Open tiziano88 opened this issue 1 year ago • 5 comments

I suggest the following crate names (which will match folder names, as well as compiled binary names); e.g. for an application such as "Oak Functions":

  • oak_functions_bin_freestanding
    • "trusted" "bare metal" bootable binary (already linked with the Oak Restricted Kernel)
    • renamed from https://github.com/project-oak/oak/tree/main/experimental/oak_baremetal_app_crosvm
  • oak_functions_bin_linux_fd
    • "trusted" linux-based executable binary listening on file descriptor
    • renamed from https://github.com/project-oak/oak/tree/main/experimental/oak_functions_loader_linux_native
  • oak_functions_bin_linux_vsock
    • "trusted" linux-based executable binary listening on vsock
    • renamed from https://github.com/project-oak/oak/tree/main/experimental/oak_functions_loader_linux_vsock
  • oak_functions_launcher
    • "untrusted" linux untrusted launcher, using either qemu / crosvm or a linux subprocess in order to run the trusted binary
    • renamed from https://github.com/project-oak/oak/tree/main/experimental/oak_baremetal_launcher

In particular, for a given application, the untrusted part has the suffix _launcher, while the trusted part has the suffix _bin, plus extra qualifiers about the environment in which it is meant to run.

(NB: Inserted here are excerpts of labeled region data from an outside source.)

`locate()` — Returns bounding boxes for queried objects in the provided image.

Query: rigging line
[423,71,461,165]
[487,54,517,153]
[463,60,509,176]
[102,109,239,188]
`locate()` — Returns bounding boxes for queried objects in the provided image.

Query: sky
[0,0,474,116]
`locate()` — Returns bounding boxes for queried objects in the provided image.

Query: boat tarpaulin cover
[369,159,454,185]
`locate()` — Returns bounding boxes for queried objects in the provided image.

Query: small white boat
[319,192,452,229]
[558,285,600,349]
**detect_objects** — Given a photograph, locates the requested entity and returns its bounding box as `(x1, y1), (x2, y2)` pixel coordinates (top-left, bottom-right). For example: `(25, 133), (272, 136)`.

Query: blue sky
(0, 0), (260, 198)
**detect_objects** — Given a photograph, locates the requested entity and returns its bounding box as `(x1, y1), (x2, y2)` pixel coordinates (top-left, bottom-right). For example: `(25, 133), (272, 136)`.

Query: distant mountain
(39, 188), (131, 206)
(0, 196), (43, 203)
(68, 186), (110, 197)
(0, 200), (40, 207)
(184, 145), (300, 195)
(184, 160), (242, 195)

Eventually, when we separate user space from kernel space in Oak Restricted Kernel, then the user space application will have suffix app; then a script / build process of some sort will generate the bin artifact by linking the app with the Oak Restricted Kernel itself.

Note I also suggest using the term "freestanding" instead of "bare-metal" going forward, since that's also what's used in C++ terminology; "bare-metal" is also already used to describe booting without virtualization at all (i.e. on the bare metal hardware instead of virtualized hardware), which came up a few times in discussions and caused confusion (and I expect will come up again when talking about different hardware configurations).

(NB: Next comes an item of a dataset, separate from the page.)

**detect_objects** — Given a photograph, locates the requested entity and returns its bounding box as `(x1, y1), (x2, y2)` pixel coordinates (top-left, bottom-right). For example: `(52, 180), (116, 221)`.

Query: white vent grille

@conradgrobler @andrisaar WDYT?

tiziano88 avatar Oct 10 '22 22:10 tiziano88

Makes sense. I agree that we should stop using the term "bare-metal".

conradgrobler avatar Oct 11 '22 08:10 conradgrobler

I agree that we should deprecate the "bare-metal" term. It's a misnomer.

What about the other oak_baremetal_ crates, especially the runtime? That should be renamed to have a oak_functions_ prefix as well. oak_functions_runtime?

andrisaar avatar Oct 11 '22 14:10 andrisaar

From github updates:

rename {experimental/oak_baremetal_runtime => oak_functions_freestanding}

I think freestanding is not intuitive and doesn't describe what the object is. It's also not a noun.

ipetr0v avatar Oct 12 '22 09:10 ipetr0v

Thanks Ivan; that particular crate is a library, not a binary, so I don't expect that it needs to end with a noun (unlike the binary crates, which now consistently end in _bin). Anyways I am also thinking of removing the freestanding suffix from all non-binary crates entirely, and leave it to developer to figure out what's no_std-compatible and what not. @andrisaar also suggested this in #3311

tiziano88 avatar Oct 12 '22 10:10 tiziano88

I think standalone may be more understandable than freestanding.

But we need to come up with a shorter and more intuitive name for the "thing that runs in the VM".